Faithless – Insomnia
All time classic, der im Radio lief, als ich Kind war. In den letzten Jahren, in denen ich mich mehr und mehr mit elektronischer Musik beschäftigt habe, habe ich den Song wieder entdeckt und jetzt erst so richtig gerafft, wie gut der eigentlich ist (POV ;) ) Die Synthesizer-Hook-Lines, die da drin stecken, sind so ikonisch: Der Akkord-Wechel von Dur zu Moll in den Strophen, dieser “Lot”-artige Sound kombiniert mit “Whoo!” in den Instrumentals und dann natürlich das epische Synth-Thema.

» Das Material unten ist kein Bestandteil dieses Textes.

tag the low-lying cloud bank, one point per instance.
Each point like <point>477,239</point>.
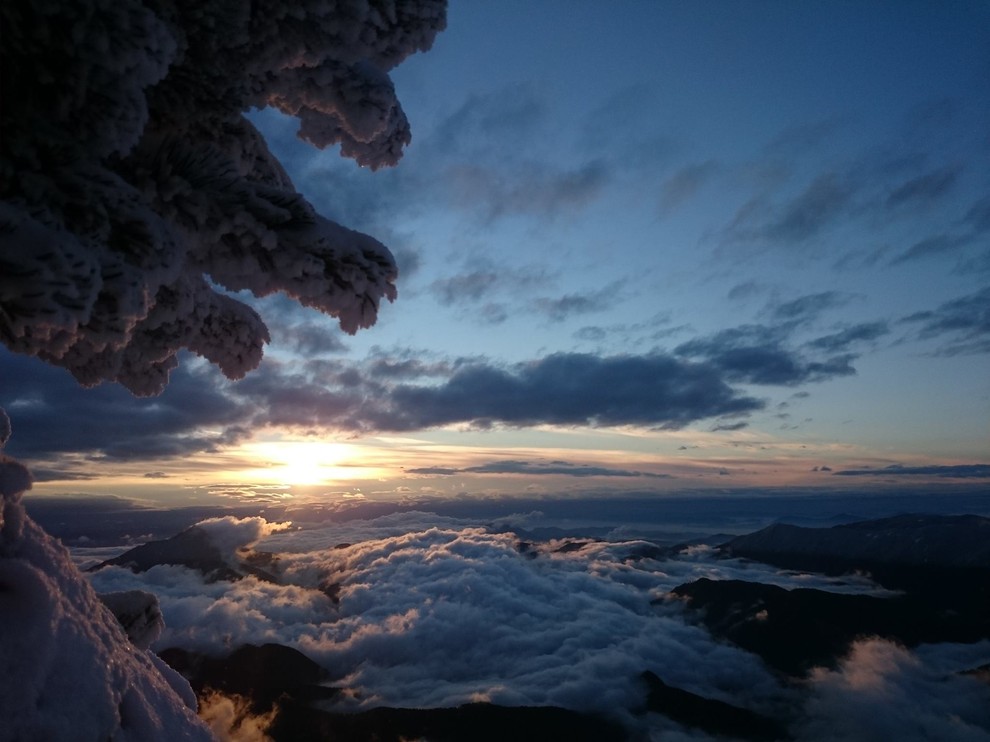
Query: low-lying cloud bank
<point>416,610</point>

OMG! Auch diese Musik hat etwas ganz einfaches, direktes, was mich und tausende von Menschen mitreißt. Großartig! Maxi Jazz‘ Stimme und Bühnenpräsenz ist natürlich das Sahnehäubchen auf diesem Schiff. Mega, wunderschön!
Björk – Hyperballad
Ach, Björk. Ich erinnere mich noch, dass ich das allererste Mal ihre Stimme gehört habe, als ich so 12 oder 13 Jahre alt war, da mein Vater eine gebrannte CD im Auto hatte, auf der “Björk” drauf stand. Ich konnte ihre Stimme, diese Musik und den Namen überhaupt nicht greifen, das hatte so was völlig Außerirdisches für mich – im positiven Sinne! Anfang meiner Zwanziger hat mich ihre Soundwelt, ihre künstlerische Haltung und Radikalität dann komplett eingenommen; ich war wirklich voll auf dem Björk-Trip.
Auf meinem ersten Solo-Album “Haus” habe ich ihren Song “Hyperballad” als “Unterwegs“ in einer deutschsprachigen Version aufgenommen und mein Gesang war clearly von ihr beeinflusst. Heute glaube ich, dass es der Wegbereiter zu meiner eigenen Stimme war, ihre Stimme und ihren kindlichen Gesangs-Spirit zu imitieren. Auch von Björk könnte ich unzählige Songs aufzählen, die auf meiner ewigen Repeat-Liste stehen: “Venus as a boy”, “Cocoon”, “It’s not up to you”, “Army of me”, um nur ein paar zu nennen. Björk’s Musik bedeutet für mich Freiheit!